Oliver Sacks, the Incarnation, embodied souls and ensouled bodies.

Oliver Sacks, the Incarnation, embodied souls and ensouled bodies. April 19, 2009

Forgive me if this is somewhat incoherent, I’m rather tired but want to get this out and up while it’s fresh.

I’m really enjoying reading Oliver Sacks “An Anthropologist on Mars”, just as I enjoyed “Awakenings” when I read it a few years back, and for much the same reason. Sacks is such a respectful researcher – even as he delves into individual case studies seeking insight into brain chemistry, anatomy, and adaptability, he never loses sight of the individual, the person, and the unique way each person co-exists and in some ways is identified with symptoms of their illness. Rather than being reductionist, each case study opens up a window into the wonderful complexity of the thinking human person.

(The estimable Oliver Sacks, corporeality and all.)

Sacks most endearing quality – his desire to study his patients and subjects from the inside, from within their subjective experiences, rather than solely from the standpoint of the objective, detached observer – this quality is also responsible for the disquieting effect reading his essays has on me. It is difficult to read them from any distance. Instead I am drawn in to imagine with Sacks the life each subject lives – the things they have lost, the things they might gain. And naturally enough, I imagine myself in their position, or in the position of the family, friends, and caretakers who witness these often strange, bewildering or unearthly transformations. “An Anthropologist on Mars” deals mainly with stories of people who are lacking some commonplace ability – memory-building, sight – or who process and interact with the world differently, through autism or color blindness or Tourette’s syndrome. The essays attempt to show how these individuals adapt, often thrive alongside these neural differences. It is fascinating…but, as I said, unsettling to read in such vivid detail, especially when the differences are the result of injury or illness.

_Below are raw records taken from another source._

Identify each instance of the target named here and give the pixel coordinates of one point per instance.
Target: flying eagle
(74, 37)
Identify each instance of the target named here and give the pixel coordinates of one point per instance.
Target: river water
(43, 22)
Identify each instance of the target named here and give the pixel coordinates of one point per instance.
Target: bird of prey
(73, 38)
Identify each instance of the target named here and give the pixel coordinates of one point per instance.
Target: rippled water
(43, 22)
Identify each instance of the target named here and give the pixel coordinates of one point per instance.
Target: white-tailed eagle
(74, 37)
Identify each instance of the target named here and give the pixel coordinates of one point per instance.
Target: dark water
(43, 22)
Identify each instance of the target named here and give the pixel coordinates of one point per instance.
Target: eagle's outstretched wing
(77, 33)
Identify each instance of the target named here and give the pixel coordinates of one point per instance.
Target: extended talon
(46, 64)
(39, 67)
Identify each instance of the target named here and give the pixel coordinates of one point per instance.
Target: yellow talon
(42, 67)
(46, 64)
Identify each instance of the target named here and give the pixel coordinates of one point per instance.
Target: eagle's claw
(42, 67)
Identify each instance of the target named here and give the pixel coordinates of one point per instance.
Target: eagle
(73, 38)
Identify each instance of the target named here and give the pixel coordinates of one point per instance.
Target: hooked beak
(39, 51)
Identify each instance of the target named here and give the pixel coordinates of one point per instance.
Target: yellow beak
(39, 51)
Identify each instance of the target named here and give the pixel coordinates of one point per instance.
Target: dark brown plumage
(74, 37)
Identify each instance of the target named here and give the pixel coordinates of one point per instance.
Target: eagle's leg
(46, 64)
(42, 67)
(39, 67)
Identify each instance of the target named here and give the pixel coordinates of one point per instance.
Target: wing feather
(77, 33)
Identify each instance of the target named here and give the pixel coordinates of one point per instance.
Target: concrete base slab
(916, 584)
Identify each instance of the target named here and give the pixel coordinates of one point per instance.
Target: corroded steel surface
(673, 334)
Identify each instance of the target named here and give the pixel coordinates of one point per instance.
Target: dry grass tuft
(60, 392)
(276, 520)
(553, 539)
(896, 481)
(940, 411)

What it all has me musing on tonight is the fragility of being embodied. I believe we are embodied souls, ensouled bodies, intricately and (while alive) inextricably intertwined. There is no separating the soul from the body, no calling one good and the other evil, no denigrating the body and elevating the soul – as a Catholic, we are pretty clear that humans are inherently embodied creatures and will be resurrected in body as well as soul. That actually gives me a basis for enjoying discussions of neurological origins of behaviour that might bother some believers, since I have no problem entertaining the thought that the body affects the soul (and vice versa, for you pure materialists :-P). In fact, I asked a question about bodies, personalities, and souls on FB, and received a fantastic answer which I hope to reproduce for you in another post. But, back to the point…we are embodied creatures, and there is a whole host of material evils that can impact these fragile, eggshell bodies and scramble our tender, meaty heads into new configurations…and contemplating that makes me want to wear a helmet for the remainder of my natural life.

(Did this lady forget her helmet?)

I mean, I’m already a less-than-totally-with-it person, mentally. It’s a memory thing – I score pretty dang well on IQ tests, and I actually test well for courses and things I can study for, but my ability to hold on to information in the long term, or even access it on cue in the short term, is pretty shaky. I love bloggin because I can have about a million tabs open with websearches for all the bits and pieces I can almost remember, and so I can sound like a knowledgeable person. (As my closest friends know, in actual conversation I can sound pretty feather-brained as I attempt to reference things that…who was it? what was it? only worse feeling is realizing afterwards that I have misattributed something on the fly and have mislead someone because i was unable to admit that i just can’t remember). My friend Jen P. would probably say that I am using the new technology to extend my intellectual tendrils further, using external tools to extend my neural networks…and she’d be right. It’s handier than stacks of books with post-its in them. But I feel already a modicum of that frustration at having to find ways to deal with a shortcoming that others, and reading so many accounts of people who have been irrevocably changed by injury and illness, without warning and without reason…

It’s scary. It makes me feel how fragile this life is, how suddenly it can change, how suddenly I could change – or any of the people I love. And it invokes one more reaction….

Wow.

God became MAN. Embodied. God has a body! One of these strange, fragile things that changes us and is changed and is so very very vulnerable. God was embodied, knowing where it would end up, knowing that His body would be beaten, whipped, pierced, hung, killed. And he didn’t get to trade it in for a new one either – nope. Christ’s body is as much Christ as is his soul – an embodied soul, an ensouled body. So he rose from the dead and he was still wounded, and Thomas put his hands in Christ’s side and his fingers in Christ’s hands and believed and knew Christ because he knew that body and the person who died in it and with it and is it.


I mean, the Incarnation. Wow. Wow.

More on bodies, personality and eternity in another post.